When you commit, Lore distills what Claude was thinking during that session into a decision record:
summary: Use snake_case for all column names
why: downstream Spark jobs break on camelCase — found this the hard way in prod
alternatives_rejected:
- camelCase → broke 3 existing pipelines
- let each team decide → caused inconsistency across joins
constraints:
- any new table must follow this, no exceptions
symbols:
- normalize_column_names
When Claude is about to touch that file in a future session, Lore injects this record before it acts. The agent knows the constraint before it starts planning — not after it proposes something that violates it.
git log # shows what changed
lore log # shows why it changed
How it actually works
Lore has three components running quietly in the background: a daemon, a CLI, and a core library.
The daemon (lore-daemon) is a lightweight HTTP server that listens to Claude Code’s lifecycle hooks — every tool use, every file read, every reasoning block. It writes all of this to a temp/ directory while you work. Think of it as short-term working memory.
The git hooks are where things get interesting. When you git commit, a post-commit hook fires. Lore reads the raw session data from temp/, figures out which reasoning actually contributed to the code that survived the commit, and writes a structured decision record to staging/. When you merge to main, a post-merge hook promotes those records to decisions/ — permanent storage.

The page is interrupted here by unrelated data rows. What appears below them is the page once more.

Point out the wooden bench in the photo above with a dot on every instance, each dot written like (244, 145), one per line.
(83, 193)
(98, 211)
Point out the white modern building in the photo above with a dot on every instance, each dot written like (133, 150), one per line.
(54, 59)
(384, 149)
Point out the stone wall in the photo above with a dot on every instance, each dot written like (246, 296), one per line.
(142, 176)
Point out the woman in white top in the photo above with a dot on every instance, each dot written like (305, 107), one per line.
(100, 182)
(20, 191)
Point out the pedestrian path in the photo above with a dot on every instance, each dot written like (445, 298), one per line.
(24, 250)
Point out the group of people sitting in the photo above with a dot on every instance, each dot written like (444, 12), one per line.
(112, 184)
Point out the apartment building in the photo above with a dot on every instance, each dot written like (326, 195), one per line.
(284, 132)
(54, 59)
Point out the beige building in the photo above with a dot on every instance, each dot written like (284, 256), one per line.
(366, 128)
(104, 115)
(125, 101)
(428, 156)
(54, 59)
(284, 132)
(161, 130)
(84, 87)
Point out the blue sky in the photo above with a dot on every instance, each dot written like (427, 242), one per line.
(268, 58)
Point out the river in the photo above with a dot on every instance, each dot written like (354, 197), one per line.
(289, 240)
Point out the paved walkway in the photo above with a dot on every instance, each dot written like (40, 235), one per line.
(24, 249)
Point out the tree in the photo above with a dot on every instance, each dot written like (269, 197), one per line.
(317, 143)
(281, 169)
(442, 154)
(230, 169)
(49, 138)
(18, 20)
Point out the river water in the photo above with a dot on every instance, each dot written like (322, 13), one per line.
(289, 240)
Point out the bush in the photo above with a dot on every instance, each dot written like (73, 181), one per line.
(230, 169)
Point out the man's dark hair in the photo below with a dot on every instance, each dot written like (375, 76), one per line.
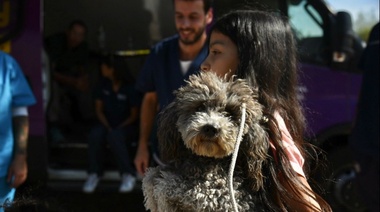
(78, 22)
(207, 4)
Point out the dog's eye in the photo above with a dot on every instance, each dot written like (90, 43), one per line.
(201, 107)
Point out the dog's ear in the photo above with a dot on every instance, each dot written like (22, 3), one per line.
(169, 139)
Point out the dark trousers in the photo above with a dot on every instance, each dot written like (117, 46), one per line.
(117, 140)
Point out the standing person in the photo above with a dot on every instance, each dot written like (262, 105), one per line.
(117, 109)
(68, 54)
(170, 62)
(259, 47)
(364, 139)
(15, 96)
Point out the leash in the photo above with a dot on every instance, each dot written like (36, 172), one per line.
(234, 156)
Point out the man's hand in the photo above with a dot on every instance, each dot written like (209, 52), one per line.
(18, 171)
(142, 159)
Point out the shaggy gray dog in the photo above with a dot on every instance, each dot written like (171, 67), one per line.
(197, 133)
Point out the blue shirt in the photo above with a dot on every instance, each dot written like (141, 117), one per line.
(162, 71)
(117, 105)
(14, 92)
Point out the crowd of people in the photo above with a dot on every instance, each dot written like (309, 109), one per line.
(252, 45)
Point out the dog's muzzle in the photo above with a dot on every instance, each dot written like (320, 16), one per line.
(209, 131)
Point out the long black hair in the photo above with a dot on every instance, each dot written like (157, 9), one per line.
(268, 61)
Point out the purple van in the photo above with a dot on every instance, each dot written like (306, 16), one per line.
(330, 82)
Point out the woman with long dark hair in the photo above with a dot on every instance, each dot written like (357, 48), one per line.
(259, 47)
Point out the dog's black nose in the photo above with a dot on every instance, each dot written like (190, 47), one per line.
(209, 130)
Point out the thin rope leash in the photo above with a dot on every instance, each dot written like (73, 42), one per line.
(234, 156)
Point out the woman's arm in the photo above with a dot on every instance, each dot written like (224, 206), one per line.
(99, 108)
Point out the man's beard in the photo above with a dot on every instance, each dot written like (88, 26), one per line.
(197, 37)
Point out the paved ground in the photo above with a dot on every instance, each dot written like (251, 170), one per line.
(69, 197)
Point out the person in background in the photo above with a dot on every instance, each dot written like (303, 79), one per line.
(170, 62)
(15, 97)
(68, 54)
(117, 108)
(364, 139)
(259, 47)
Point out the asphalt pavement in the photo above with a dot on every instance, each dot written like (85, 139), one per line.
(69, 197)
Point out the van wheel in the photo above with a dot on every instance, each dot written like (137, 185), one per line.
(339, 180)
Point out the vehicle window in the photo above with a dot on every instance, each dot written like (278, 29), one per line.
(364, 14)
(303, 23)
(306, 24)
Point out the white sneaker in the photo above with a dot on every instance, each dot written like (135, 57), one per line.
(91, 183)
(127, 183)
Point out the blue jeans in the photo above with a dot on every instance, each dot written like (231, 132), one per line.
(6, 192)
(117, 140)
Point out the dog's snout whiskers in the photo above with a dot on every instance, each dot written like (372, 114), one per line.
(209, 131)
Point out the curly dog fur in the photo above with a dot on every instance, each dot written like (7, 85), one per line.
(197, 133)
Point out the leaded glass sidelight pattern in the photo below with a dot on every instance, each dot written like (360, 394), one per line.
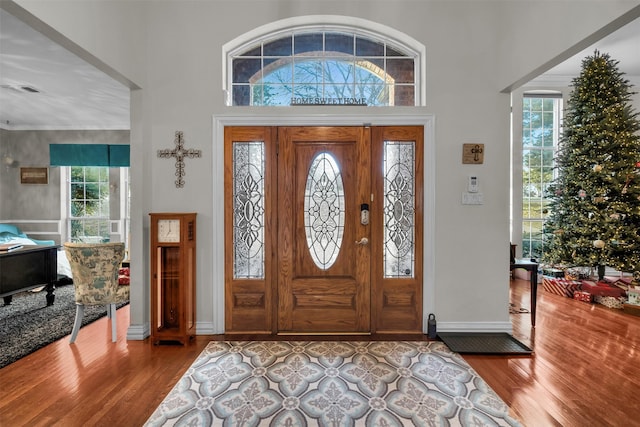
(399, 209)
(324, 210)
(248, 210)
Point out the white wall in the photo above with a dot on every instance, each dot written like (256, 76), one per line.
(475, 49)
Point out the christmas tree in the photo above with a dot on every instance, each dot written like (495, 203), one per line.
(594, 214)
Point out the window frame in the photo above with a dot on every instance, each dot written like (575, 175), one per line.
(517, 185)
(326, 23)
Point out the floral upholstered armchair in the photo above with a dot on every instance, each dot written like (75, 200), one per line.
(95, 268)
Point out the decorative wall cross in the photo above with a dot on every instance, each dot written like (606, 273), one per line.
(179, 153)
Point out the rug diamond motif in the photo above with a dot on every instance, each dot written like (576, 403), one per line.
(330, 383)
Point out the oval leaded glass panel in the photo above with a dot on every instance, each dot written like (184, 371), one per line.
(324, 210)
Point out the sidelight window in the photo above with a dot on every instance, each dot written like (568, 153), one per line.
(399, 209)
(248, 209)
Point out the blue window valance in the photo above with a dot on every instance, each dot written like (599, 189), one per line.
(89, 155)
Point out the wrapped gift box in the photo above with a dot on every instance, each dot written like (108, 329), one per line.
(610, 302)
(602, 289)
(562, 287)
(583, 296)
(553, 272)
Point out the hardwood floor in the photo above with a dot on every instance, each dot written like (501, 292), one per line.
(585, 371)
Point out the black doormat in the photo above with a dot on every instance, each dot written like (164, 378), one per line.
(483, 343)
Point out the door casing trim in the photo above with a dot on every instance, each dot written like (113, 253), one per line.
(317, 116)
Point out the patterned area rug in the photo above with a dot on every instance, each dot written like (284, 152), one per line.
(28, 323)
(330, 383)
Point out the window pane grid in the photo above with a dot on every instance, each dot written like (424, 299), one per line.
(320, 68)
(89, 204)
(540, 130)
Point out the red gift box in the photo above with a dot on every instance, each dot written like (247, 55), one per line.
(601, 289)
(562, 287)
(583, 296)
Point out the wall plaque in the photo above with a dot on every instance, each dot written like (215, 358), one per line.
(473, 154)
(34, 175)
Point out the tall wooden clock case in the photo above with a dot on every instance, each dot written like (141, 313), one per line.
(173, 277)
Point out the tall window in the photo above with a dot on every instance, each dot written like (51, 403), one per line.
(540, 133)
(323, 66)
(89, 204)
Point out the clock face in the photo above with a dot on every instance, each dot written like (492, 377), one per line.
(168, 230)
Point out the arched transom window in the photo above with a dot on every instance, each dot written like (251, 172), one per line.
(323, 65)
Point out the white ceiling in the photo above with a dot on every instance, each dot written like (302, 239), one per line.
(73, 94)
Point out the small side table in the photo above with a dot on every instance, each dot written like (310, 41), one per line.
(531, 267)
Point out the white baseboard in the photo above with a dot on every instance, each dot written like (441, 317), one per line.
(138, 332)
(475, 327)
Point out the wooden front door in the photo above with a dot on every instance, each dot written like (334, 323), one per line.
(324, 267)
(298, 258)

temp/ ← raw session data, captured live
staging/ ← distilled decisions, per branch
decisions/ ← permanent institutional memory
Only reasoning about code that made it into the commit reaches staging/. Only decisions from merged branches reach decisions/. Dead-end experiments, scrapped approaches, abandoned ideas — none of that noise pollutes your memory store.
One more thing: Lore injects context when Claude reads a file, not just when it writes. By the time the agent is planning what to do, it already knows the constraints. Not after it proposes something that violates them.
The details that make it work
Three things that aren’t obvious but matter a lot.
Symbols, not line numbers. Decision records are linked to function and class names, not to line 47. Line numbers drift with every refactor. normalize_column_names is stable — it follows the function wherever it goes.
Only surviving decisions become permanent. Lore tracks which reasoning contributed to code that actually made it into the commit. Reasoning from dead-end experiments never reaches permanent storage. Your institutional memory stays clean.
It’s just files in your repo. The .lore/ directory is version-controlled alongside your code. When a teammate merges their branch, their decisions get promoted into your local memory automatically. No separate service, no shared database, no account. If you squash commits, Lore re-distills the reasoning from all affected sessions into a single record for the final hash.
Getting started
curl -fsSL https://raw.githubusercontent.com/amarlearning/lore/main/install.sh | bash
lore start
lore init # run this in your project root
That’s it. lore init installs the git hooks and registers with Claude Code. Everything else is automatic.
If you use Claude Code seriously, you’ve hit this problem. Lore is the fix.